Although construction firms face little direct competition from Chinese players in their end markets, they worry about long-term supply risks.
This repositioning is part of a wider trend. China has structural overcapacity in steel, machinery, autos, electronics, and energy. With the U.S. and EU tightening trade barriers, exporters are redirecting excess output to more open markets such as Brazil.
The impact is already visible. Imports could surpass 6.2 million tonnes of steel this year, equal to 30% of domestic flat steel sales.
Chinese-made cars now hold 7.8% of Brazil’s market, according to August registration data. BYD has overtaken Honda in sales, while Chinese machinery already represents nearly half the market.
Caught in the middle, the Brazilian government has sought compromise. It extended the quota system until May 2026, with a 25% tariff on imports above the cap, and expanded the list of covered products from 19 to 23. It also launched its largest-ever antidumping probe, targeting 25 steel items from China.

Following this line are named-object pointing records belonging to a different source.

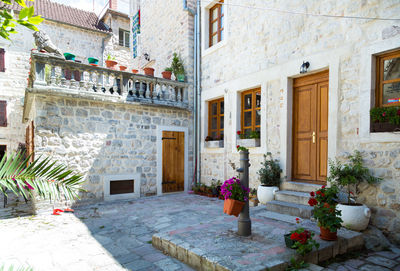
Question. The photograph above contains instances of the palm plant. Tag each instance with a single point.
(44, 177)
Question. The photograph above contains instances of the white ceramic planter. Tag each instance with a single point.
(214, 144)
(249, 143)
(355, 217)
(266, 193)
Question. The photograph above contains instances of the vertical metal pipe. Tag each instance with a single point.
(244, 222)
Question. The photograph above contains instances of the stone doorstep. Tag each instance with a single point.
(347, 241)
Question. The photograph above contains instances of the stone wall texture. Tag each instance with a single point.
(267, 44)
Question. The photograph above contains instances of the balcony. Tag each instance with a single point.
(53, 75)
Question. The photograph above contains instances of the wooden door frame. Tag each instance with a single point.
(160, 130)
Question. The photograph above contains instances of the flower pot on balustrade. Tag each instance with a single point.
(214, 144)
(111, 64)
(149, 71)
(249, 142)
(233, 207)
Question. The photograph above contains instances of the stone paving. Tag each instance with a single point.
(116, 235)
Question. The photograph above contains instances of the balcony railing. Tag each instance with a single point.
(55, 74)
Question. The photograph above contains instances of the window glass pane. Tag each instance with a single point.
(247, 119)
(391, 93)
(258, 117)
(214, 27)
(214, 14)
(391, 69)
(214, 108)
(247, 101)
(258, 99)
(214, 123)
(214, 40)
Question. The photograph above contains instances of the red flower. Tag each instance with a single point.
(312, 202)
(294, 236)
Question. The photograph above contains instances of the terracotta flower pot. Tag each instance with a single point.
(166, 74)
(149, 71)
(327, 235)
(111, 64)
(233, 207)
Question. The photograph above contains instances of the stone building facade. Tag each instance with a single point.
(101, 137)
(267, 51)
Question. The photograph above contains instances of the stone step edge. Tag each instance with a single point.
(196, 257)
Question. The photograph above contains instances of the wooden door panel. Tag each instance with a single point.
(173, 161)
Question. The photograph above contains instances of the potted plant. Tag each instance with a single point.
(324, 201)
(69, 56)
(148, 71)
(348, 177)
(167, 73)
(110, 62)
(93, 61)
(385, 119)
(270, 178)
(235, 195)
(301, 240)
(177, 68)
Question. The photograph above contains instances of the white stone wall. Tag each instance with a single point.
(98, 139)
(267, 52)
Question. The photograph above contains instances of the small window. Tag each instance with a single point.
(2, 60)
(216, 119)
(251, 111)
(3, 113)
(216, 23)
(388, 79)
(124, 38)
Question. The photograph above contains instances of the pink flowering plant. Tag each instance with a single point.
(233, 189)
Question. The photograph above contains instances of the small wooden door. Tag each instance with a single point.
(173, 155)
(310, 128)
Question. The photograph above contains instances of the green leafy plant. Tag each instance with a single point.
(351, 175)
(177, 65)
(386, 114)
(44, 177)
(25, 18)
(270, 172)
(324, 201)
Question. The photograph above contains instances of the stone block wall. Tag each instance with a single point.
(97, 139)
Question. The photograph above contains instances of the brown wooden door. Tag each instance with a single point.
(310, 128)
(173, 177)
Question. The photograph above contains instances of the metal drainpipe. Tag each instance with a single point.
(198, 88)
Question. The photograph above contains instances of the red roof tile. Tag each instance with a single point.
(62, 13)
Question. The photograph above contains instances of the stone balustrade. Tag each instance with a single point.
(55, 74)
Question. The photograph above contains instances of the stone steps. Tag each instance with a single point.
(290, 208)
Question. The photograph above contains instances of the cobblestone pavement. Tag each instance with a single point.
(114, 235)
(373, 261)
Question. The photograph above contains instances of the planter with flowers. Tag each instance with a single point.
(348, 177)
(235, 195)
(324, 201)
(249, 139)
(214, 143)
(270, 178)
(385, 119)
(301, 240)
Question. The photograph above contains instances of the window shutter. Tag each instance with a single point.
(3, 113)
(2, 60)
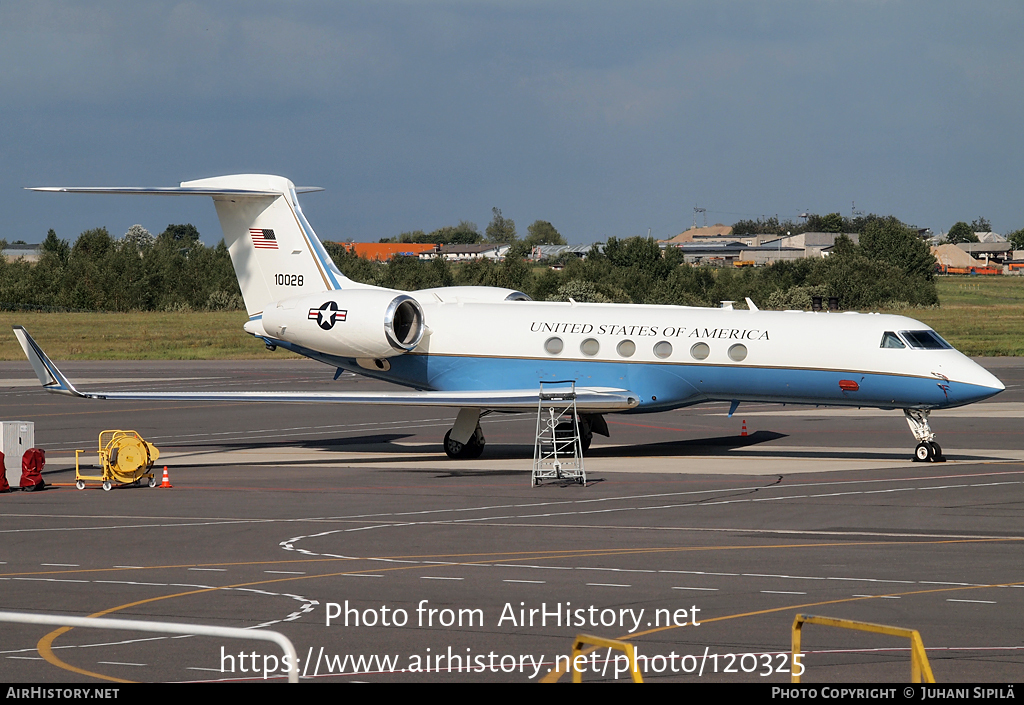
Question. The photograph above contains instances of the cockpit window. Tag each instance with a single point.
(890, 339)
(927, 340)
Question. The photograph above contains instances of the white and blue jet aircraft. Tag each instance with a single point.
(484, 349)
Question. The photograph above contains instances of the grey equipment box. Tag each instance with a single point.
(15, 439)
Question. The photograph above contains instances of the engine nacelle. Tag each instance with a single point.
(349, 323)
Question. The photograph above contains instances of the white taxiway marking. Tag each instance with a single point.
(120, 663)
(437, 577)
(979, 602)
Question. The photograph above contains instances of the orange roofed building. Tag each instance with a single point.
(384, 251)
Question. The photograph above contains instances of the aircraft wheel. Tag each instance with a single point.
(923, 452)
(453, 449)
(464, 451)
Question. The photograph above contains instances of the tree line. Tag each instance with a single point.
(173, 271)
(891, 267)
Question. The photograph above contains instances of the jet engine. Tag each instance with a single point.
(349, 323)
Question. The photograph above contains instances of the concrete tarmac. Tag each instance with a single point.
(691, 541)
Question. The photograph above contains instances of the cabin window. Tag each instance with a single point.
(699, 350)
(890, 339)
(553, 345)
(925, 340)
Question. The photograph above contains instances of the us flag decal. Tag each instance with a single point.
(263, 239)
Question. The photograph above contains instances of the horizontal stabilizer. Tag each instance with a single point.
(593, 400)
(170, 191)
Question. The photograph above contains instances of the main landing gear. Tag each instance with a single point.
(465, 441)
(928, 450)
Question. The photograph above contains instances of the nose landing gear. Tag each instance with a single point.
(928, 450)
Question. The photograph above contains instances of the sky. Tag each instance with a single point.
(602, 118)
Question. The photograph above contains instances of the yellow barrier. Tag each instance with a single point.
(920, 667)
(626, 647)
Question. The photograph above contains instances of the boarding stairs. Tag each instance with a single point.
(557, 450)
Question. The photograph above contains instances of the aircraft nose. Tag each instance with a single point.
(984, 382)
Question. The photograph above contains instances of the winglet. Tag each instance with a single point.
(49, 376)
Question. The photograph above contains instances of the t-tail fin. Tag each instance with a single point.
(273, 249)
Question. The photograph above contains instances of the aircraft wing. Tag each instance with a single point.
(594, 400)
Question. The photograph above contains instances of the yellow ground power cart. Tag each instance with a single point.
(125, 459)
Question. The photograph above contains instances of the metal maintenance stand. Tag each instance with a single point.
(557, 452)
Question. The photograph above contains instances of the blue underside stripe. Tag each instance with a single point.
(668, 386)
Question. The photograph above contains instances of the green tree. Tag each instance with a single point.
(501, 230)
(138, 237)
(543, 233)
(1017, 238)
(890, 241)
(833, 222)
(961, 233)
(981, 224)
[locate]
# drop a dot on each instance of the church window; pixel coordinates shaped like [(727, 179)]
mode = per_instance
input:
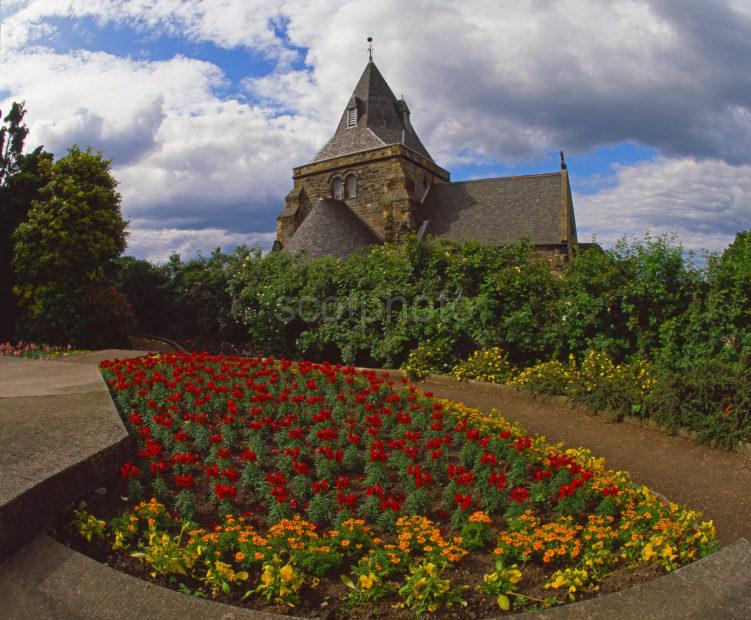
[(351, 186), (351, 117), (337, 188)]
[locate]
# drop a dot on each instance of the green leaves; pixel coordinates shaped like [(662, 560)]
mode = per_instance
[(63, 255)]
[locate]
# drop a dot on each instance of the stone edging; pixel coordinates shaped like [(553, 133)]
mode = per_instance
[(47, 580)]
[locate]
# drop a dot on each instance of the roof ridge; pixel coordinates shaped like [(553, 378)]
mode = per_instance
[(515, 176)]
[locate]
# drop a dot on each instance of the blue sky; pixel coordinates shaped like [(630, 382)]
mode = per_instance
[(205, 105)]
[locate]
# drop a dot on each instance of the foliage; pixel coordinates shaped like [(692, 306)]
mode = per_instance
[(427, 358), (489, 365), (710, 397), (21, 178), (501, 583), (550, 378), (425, 590), (64, 251), (602, 385)]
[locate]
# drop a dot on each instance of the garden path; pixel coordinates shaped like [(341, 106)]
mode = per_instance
[(714, 481)]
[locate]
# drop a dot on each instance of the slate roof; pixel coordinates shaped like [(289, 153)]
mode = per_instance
[(380, 120), (331, 228), (498, 211)]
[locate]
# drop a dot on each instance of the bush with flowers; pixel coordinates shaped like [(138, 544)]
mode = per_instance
[(427, 358), (597, 382), (299, 473), (489, 365)]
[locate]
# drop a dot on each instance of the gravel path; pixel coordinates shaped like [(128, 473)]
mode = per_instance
[(714, 481)]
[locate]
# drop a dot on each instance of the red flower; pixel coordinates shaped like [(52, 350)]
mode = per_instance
[(248, 455), (185, 480), (223, 491), (519, 494), (128, 470), (488, 459), (463, 501)]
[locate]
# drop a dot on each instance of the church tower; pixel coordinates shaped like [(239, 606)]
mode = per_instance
[(368, 182)]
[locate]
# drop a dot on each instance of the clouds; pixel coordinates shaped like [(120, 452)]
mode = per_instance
[(489, 83), (704, 202), (184, 157), (156, 244)]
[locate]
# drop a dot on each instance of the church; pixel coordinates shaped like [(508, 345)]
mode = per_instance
[(374, 182)]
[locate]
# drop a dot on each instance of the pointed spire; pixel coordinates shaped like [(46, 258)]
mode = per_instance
[(380, 119)]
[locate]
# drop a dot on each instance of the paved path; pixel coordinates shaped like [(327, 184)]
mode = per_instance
[(708, 479), (61, 436)]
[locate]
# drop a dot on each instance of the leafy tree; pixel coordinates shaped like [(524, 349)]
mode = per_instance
[(12, 138), (21, 178), (64, 255)]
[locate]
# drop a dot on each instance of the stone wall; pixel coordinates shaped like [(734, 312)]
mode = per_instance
[(391, 182)]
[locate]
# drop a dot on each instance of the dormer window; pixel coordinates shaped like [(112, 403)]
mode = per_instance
[(351, 186), (337, 188), (351, 117)]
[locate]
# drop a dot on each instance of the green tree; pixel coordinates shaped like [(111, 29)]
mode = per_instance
[(21, 178), (64, 255)]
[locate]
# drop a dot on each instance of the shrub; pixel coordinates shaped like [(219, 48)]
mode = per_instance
[(426, 358), (602, 385), (489, 365), (551, 378), (711, 398)]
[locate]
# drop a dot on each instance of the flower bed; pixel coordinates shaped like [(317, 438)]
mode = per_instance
[(262, 480)]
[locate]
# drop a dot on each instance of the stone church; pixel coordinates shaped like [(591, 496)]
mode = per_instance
[(374, 181)]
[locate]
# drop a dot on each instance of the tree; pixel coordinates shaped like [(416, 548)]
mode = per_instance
[(12, 138), (21, 178), (64, 255)]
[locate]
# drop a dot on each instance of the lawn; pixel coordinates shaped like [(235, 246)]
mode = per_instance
[(267, 483)]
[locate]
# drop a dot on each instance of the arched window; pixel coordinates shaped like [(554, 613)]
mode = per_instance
[(337, 188), (351, 186)]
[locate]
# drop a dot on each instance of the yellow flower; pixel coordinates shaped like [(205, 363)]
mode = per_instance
[(367, 581), (286, 573), (267, 578)]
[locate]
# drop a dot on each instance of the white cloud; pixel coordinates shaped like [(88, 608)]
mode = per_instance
[(156, 245), (184, 157), (487, 81), (226, 23), (703, 202)]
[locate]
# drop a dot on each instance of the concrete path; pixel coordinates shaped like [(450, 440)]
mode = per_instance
[(61, 437), (704, 478), (48, 581)]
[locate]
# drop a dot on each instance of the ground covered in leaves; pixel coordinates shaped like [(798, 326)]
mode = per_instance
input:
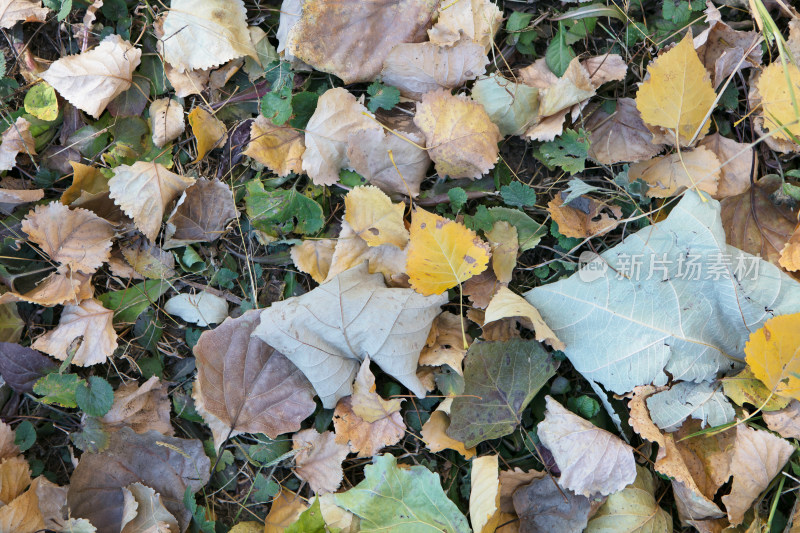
[(399, 266)]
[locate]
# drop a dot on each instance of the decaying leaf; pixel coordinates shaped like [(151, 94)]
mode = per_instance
[(328, 332), (678, 94), (319, 459), (143, 191), (592, 461), (279, 148), (90, 80), (204, 34), (324, 36), (89, 320), (442, 253)]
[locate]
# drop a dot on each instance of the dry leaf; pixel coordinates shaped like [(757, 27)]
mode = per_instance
[(420, 68), (200, 34), (678, 93), (90, 80), (592, 461), (141, 408), (395, 161), (209, 131), (89, 320), (143, 191), (477, 19), (577, 223), (201, 215), (669, 175), (16, 138), (166, 121), (758, 456), (338, 113), (356, 55), (13, 11), (279, 148), (373, 217), (507, 304), (328, 332), (757, 225), (442, 253), (621, 136), (248, 385), (461, 138), (319, 459)]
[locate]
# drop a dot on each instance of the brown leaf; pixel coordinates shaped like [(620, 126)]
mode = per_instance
[(166, 464), (419, 68), (201, 215), (755, 224), (461, 137), (246, 384), (279, 148), (326, 39), (319, 459), (89, 320), (141, 408)]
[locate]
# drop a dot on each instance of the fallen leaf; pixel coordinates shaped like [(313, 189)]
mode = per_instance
[(461, 138), (484, 495), (143, 191), (319, 459), (572, 222), (90, 80), (507, 304), (678, 94), (166, 464), (203, 308), (621, 136), (501, 379), (425, 505), (542, 506), (141, 408), (201, 215), (15, 139), (356, 56), (354, 316), (758, 456), (89, 320), (670, 175), (13, 11), (676, 339), (76, 238), (442, 253), (246, 384), (373, 217), (632, 510), (779, 113), (204, 34), (279, 148), (338, 113), (477, 19), (166, 121), (419, 68), (209, 131), (592, 461)]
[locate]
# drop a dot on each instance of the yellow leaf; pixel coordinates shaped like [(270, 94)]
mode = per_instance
[(442, 253), (773, 353), (209, 130), (374, 217), (678, 94), (780, 116)]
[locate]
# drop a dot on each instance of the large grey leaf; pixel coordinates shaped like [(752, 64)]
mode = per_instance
[(702, 401), (627, 331), (328, 332)]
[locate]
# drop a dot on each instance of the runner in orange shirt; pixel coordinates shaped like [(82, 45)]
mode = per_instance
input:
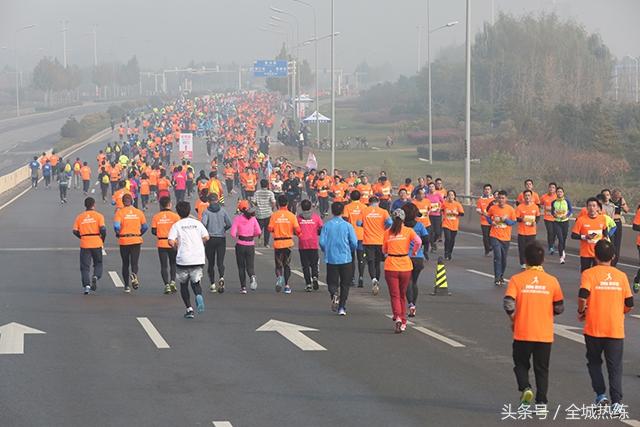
[(502, 217), (603, 300), (129, 224), (398, 242), (589, 229), (89, 227), (375, 220), (452, 210), (482, 205), (527, 215), (532, 298), (160, 225)]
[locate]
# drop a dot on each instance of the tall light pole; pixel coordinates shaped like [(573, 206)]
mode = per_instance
[(467, 163), (429, 32), (315, 36), (17, 72)]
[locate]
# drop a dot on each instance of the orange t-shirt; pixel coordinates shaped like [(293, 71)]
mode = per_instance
[(88, 224), (608, 288), (424, 206), (451, 215), (482, 204), (527, 215), (131, 220), (373, 225), (535, 292), (586, 225), (162, 222), (500, 229), (353, 213), (283, 224), (546, 201), (396, 247)]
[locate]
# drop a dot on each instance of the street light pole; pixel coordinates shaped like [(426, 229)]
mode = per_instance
[(467, 163), (333, 93)]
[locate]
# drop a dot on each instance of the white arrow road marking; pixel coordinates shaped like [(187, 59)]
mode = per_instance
[(293, 333), (116, 279), (565, 332), (153, 332), (439, 337), (12, 337)]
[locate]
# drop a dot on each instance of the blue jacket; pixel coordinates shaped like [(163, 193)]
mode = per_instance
[(338, 240)]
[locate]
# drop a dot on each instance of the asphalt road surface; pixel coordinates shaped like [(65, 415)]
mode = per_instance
[(23, 137), (115, 359)]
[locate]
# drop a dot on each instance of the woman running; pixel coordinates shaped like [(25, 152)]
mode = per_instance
[(398, 267), (412, 214), (452, 211), (244, 229)]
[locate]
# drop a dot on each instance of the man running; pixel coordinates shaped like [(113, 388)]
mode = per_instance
[(130, 225), (283, 225), (90, 228), (188, 236), (603, 300), (161, 223)]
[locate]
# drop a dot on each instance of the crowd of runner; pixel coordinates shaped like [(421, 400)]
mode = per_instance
[(376, 230)]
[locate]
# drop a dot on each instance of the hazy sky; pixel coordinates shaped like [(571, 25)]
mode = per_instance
[(168, 33)]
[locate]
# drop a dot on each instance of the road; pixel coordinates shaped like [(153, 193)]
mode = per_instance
[(23, 137), (97, 365)]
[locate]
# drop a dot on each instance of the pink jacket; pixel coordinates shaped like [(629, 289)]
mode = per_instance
[(244, 230), (309, 231)]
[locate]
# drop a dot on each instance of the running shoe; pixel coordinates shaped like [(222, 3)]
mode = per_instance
[(398, 327), (412, 310), (375, 287), (334, 303), (199, 304), (601, 400), (526, 396)]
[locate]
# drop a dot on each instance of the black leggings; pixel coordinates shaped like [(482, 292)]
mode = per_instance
[(215, 249), (130, 255), (245, 256), (412, 290), (167, 264)]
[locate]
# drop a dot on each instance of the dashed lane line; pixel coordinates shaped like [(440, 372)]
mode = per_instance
[(153, 333)]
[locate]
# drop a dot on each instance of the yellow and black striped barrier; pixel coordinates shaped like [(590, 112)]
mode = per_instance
[(440, 286)]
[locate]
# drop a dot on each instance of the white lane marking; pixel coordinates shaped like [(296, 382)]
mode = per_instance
[(293, 333), (566, 332), (116, 279), (299, 273), (409, 322), (152, 332), (437, 336), (12, 337)]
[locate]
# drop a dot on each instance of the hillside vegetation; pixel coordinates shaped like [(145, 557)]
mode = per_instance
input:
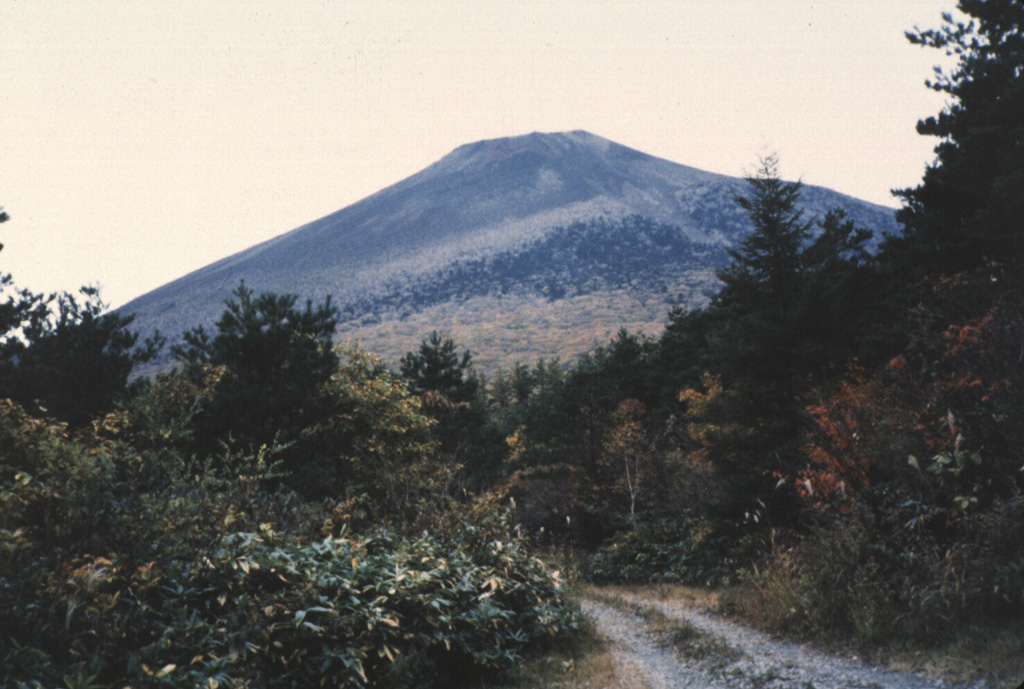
[(834, 439)]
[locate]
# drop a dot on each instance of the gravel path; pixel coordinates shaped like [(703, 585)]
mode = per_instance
[(763, 662)]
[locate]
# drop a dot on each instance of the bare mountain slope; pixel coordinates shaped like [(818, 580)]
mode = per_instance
[(536, 245)]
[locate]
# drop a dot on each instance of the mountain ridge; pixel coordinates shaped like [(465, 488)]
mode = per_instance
[(496, 198)]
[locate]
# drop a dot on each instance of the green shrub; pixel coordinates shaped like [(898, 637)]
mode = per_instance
[(267, 610), (671, 551)]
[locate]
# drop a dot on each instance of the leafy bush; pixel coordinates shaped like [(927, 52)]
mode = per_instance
[(678, 551), (267, 610), (137, 567)]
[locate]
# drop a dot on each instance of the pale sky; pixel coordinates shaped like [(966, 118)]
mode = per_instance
[(140, 140)]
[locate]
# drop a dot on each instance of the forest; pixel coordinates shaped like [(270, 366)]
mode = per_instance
[(834, 441)]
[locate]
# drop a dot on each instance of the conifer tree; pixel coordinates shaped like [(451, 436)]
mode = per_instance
[(970, 206)]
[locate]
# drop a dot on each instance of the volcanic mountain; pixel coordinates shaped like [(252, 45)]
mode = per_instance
[(531, 246)]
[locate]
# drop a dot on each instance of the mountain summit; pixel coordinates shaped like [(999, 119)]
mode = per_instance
[(526, 246)]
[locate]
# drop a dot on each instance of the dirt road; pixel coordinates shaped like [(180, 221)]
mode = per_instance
[(711, 652)]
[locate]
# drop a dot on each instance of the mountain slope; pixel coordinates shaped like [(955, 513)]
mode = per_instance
[(568, 234)]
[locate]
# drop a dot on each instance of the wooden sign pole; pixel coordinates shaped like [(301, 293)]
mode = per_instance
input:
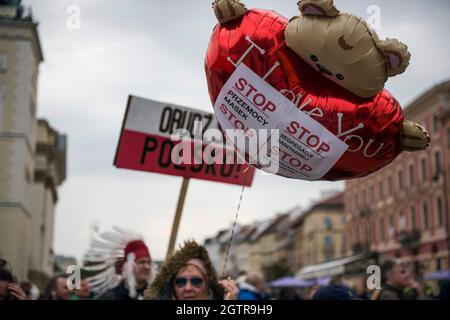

But the balancing act faces political hurdles. China is Brazil’s top trading partner, buying vast volumes of farm goods and minerals, as well as an ally in the BRICS bloc. Tougher trade barriers could spark retaliation. At the same time, the U.S., a key market for Brazilian steel, keeps its own tariffs in place, forcing Brazil into careful diplomatic maneuvering.
Experts say Brazil can defend its industry without alienating Beijing, but room for maneuver is limited. The solution, they argue, lies in combining defensive trade measures with industrial policy to keep China as a partner while sustaining domestic competitiveness.
According to Márcio Sette Fortes, a professor of international relations at Ibmec RJ, the Chinese push stems from weaker exports to the U.S. “China has both upgraded its product mix and redirected sales to more open regions like Latin America. Brazil can rely on antidumping, countervailing duties in cases of unfair competition, or safeguard measures when surging imports hurt domestic production,” he said.
Rodrigo Scolaro, an economist at intelligence platform GEP Brasil, added that weak steel demand in China fuels exports. There was an expectation of production cuts in a deflationary environment combined with higher trade barriers abroad, but that hasn’t happened yet, he noted.